Chi ha rubato Pecos Bill?
Chi ha rubato Pecos Bill?
Chi era Pecos Bill, di Ermanno Detti
Alla fine degli anni Quaranta il mercato del fumetto era inflazionato da numerosissimi albetti italiani, per lo più formato striscia, in bianco e nero. Molti di genere western (tra tutti il più noto era Il Piccolo sceriffo). La Mondadori entrò nel mercato del fumetto western alla grande con Pecos Bill: un albo d’oro a colori (solo metà pagine però) e soprattutto con un eroe che si differenziava parecchio dagli altri. Difatti il nostro eroe non era un “piccolo” ma un grande eroe, aveva perfino dei protettori celesti, i Cavalieri del cielo, che nei momenti di grande difficoltà lo aiutavano e lo incoraggiavano con le loro apparizioni. Vestito molto elegante, un po’ dandy, frange ai pantaloni, non conosceva la violenza della armi, combattevo solo con il lazo e con qualche pugno. Non uccide mai i suoi nemici, ma il destino riservava loro sempre un brutta fine. Pecos Bill Cavalcava un cavallo formidabile, capace quasi di volare, Turbine. E aveva due donna. La prima era la piccola Sue, bionda, tutta latte e miele, bisognosa di protezione, la seconda era Calamity Jane, vera e propria spalla, che combatteva a fianco del mitico eroe contro i cattivi.Le sue avventure erano ambientate in un Texas favoloso nel rispetto però di tutti gli stereotipi del genere western: villaggi sperduti, saloon, carovane di pionieri, presenza di indiani, di sceriffi venduti, di cercatori d’oro.
L’albo edito da Mondadori cessò le pubblicazioni nel 1955, ma è stato più volte ristampato e ripreso da altri sceneggiatori.

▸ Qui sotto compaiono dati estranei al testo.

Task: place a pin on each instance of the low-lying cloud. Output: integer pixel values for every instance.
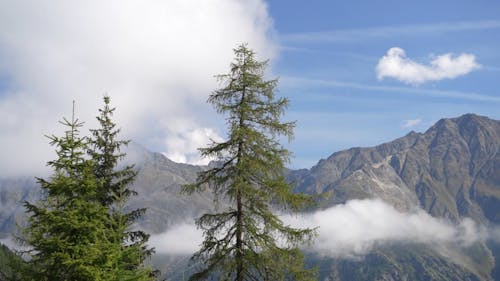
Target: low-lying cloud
(156, 59)
(395, 64)
(352, 229)
(410, 123)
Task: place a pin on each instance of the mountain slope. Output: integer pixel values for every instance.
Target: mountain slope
(452, 170)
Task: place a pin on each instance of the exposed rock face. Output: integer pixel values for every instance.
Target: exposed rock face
(452, 170)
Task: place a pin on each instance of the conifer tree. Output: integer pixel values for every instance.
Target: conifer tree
(67, 228)
(114, 193)
(247, 241)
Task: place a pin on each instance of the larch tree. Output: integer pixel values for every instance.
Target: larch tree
(247, 241)
(67, 231)
(114, 193)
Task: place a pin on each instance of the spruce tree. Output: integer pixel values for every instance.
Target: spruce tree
(114, 193)
(247, 241)
(67, 229)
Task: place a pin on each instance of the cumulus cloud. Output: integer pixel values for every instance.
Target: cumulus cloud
(412, 122)
(156, 59)
(352, 230)
(395, 64)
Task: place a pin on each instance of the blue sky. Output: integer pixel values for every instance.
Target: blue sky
(357, 73)
(329, 51)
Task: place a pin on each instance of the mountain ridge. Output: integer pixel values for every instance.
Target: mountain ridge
(452, 171)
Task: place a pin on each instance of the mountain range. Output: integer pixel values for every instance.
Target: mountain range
(452, 171)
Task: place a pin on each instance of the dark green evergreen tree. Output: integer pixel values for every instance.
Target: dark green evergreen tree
(67, 229)
(247, 241)
(114, 193)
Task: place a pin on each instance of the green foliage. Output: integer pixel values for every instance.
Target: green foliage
(11, 265)
(247, 241)
(114, 193)
(79, 229)
(67, 228)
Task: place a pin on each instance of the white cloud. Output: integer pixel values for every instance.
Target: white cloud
(396, 65)
(156, 59)
(352, 230)
(182, 146)
(412, 122)
(182, 239)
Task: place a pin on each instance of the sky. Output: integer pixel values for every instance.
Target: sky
(357, 73)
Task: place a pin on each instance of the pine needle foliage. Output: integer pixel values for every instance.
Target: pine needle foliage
(247, 241)
(114, 193)
(67, 228)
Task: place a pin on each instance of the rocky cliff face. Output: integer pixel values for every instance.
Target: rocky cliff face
(452, 171)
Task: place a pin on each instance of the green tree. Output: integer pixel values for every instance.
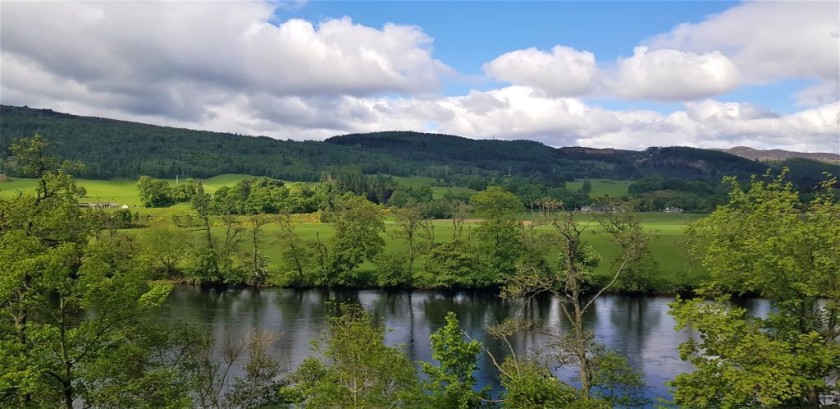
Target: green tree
(167, 248)
(765, 242)
(357, 228)
(154, 192)
(451, 383)
(363, 372)
(411, 223)
(574, 280)
(500, 233)
(71, 296)
(297, 260)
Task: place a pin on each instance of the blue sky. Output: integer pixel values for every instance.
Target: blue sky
(467, 34)
(601, 74)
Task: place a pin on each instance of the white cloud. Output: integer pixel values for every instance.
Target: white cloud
(821, 93)
(563, 72)
(176, 59)
(225, 67)
(768, 40)
(673, 75)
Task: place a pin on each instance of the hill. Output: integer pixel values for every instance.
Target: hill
(121, 149)
(775, 155)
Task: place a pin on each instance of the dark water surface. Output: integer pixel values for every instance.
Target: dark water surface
(636, 327)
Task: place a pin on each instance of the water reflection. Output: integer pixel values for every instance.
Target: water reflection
(637, 327)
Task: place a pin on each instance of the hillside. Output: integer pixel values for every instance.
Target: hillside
(120, 149)
(775, 155)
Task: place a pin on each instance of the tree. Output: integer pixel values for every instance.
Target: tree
(451, 383)
(297, 258)
(356, 238)
(167, 248)
(364, 373)
(500, 233)
(71, 296)
(573, 280)
(411, 222)
(765, 242)
(154, 192)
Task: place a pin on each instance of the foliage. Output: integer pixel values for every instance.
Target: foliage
(738, 364)
(71, 296)
(452, 265)
(154, 192)
(573, 278)
(356, 238)
(529, 385)
(452, 382)
(764, 242)
(362, 371)
(167, 249)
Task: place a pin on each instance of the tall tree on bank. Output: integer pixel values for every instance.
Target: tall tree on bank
(574, 280)
(356, 240)
(71, 296)
(499, 234)
(765, 242)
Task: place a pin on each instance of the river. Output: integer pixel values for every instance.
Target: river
(637, 327)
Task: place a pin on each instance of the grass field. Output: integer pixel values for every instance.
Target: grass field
(603, 187)
(665, 230)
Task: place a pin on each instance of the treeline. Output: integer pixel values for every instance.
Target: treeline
(76, 294)
(119, 149)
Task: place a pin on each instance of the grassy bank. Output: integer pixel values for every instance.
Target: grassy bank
(665, 230)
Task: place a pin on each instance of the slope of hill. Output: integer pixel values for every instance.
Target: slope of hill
(120, 149)
(775, 155)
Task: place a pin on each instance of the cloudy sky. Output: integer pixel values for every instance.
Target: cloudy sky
(602, 74)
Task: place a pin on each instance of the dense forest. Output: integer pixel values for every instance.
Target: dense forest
(119, 149)
(78, 293)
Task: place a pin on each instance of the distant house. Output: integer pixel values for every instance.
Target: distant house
(99, 205)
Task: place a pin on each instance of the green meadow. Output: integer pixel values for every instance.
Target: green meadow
(602, 187)
(665, 230)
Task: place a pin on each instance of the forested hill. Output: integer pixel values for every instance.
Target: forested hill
(120, 149)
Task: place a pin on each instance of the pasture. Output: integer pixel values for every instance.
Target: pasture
(665, 230)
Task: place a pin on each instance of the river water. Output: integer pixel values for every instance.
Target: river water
(635, 326)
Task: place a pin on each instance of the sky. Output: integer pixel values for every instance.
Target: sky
(623, 74)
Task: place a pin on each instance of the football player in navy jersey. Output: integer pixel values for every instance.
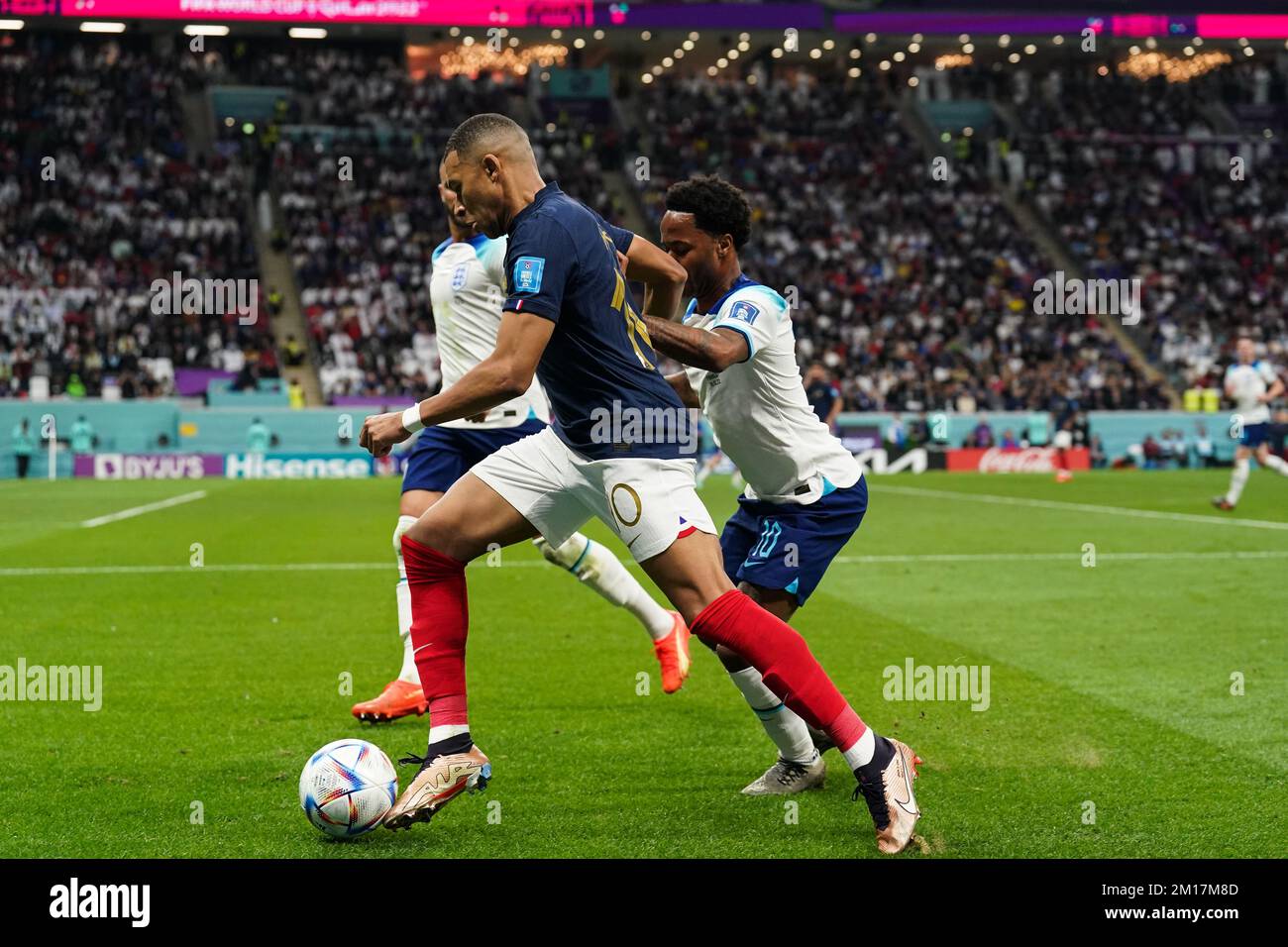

Da Pecos Bill sono stati creati anche alcuni libri destinati ai ragazzi, veri e propri romanzi western. E anche questa curiosità sono in pochi a conoscerla.
INCIPIT
Sabato
Dove aveva letto quelle parole? E perché gli erano rimaste nella memoria?
Il commissario Martini, sbadigliò e guardò fuori dalla finestra del suo ufficio al primo piano del palazzo sull’Isola Tiberina proprio di fronte a ponte Fabricio, davanti alla Sinagoga.
Il freddo mordeva quella mattina in città e mancava poco che nevicasse… ma Roma è fatta così, manca sempre poco per qualcosa… In tutta la sua vita aveva visto solo un paio di volte Roma sotto la neve e mai comunque era durata il tempo sufficiente per godersela da vari punti di osservazione. Così, pochi giorni prima era andato, per curiosità, al Museo di Roma in Trastevere a vedere l’acquerello di Ettore Roesler Franz che tristemente raffigurava, alla fine dell’Ottocento, l’Isola Tiberina sotto un manto bianco.
«La stufa a sabbia non riscalda» urlò verso la porta spalancata. Una guardia si precipitò. «È solo saltata la corrente, dottore, ci abbiamo tutte le stufe e i computer accesi.»
«E allora spegnete i computer» ordinò laconico, fregandosi le mani con forza.
Omar Martini distese sulla scrivania il “Messaggero” alle pagine della cronaca nera e sbadigliò ancora, tra poco avrebbe preso un altro caffè.
Eccolo di nuovo lì, sulla sua Isola al centro di Roma, relegato in un torpore a cui non aveva voluto sfuggire; commissario da sempre, aveva traversato i venti e più anni di carriera con alterne vicende.
Si era perfino imbattuto in indagini importanti, ma, al Ministero degli Interni, non era amato. Nelle stanze dove si gettavano le sorti qualcuno lo aveva bollato per sempre: “È troppo coerente con le sue contraddizioni!” E gli avevano affidato la responsabilità del Commissariato di polizia fluviale, con un raggio d’azione limitato a reati minori, comprendente l’Isola e le zone limitrofe e il tratto cittadino del Tevere. In alcuni punti del fiume il reato maggiormente perpetrato era il furto di ghiaia, mentre i ben più gravi delitti di sversamento di sostanze nocive dei processi lavorativi di tipo industriale ed agricolo venivano compiuti fuori Roma e vedevano, quindi, l’intervento del Corpo Forestale dello Stato. Lui si limitava a informare, a segnalare… insomma a passare le carte.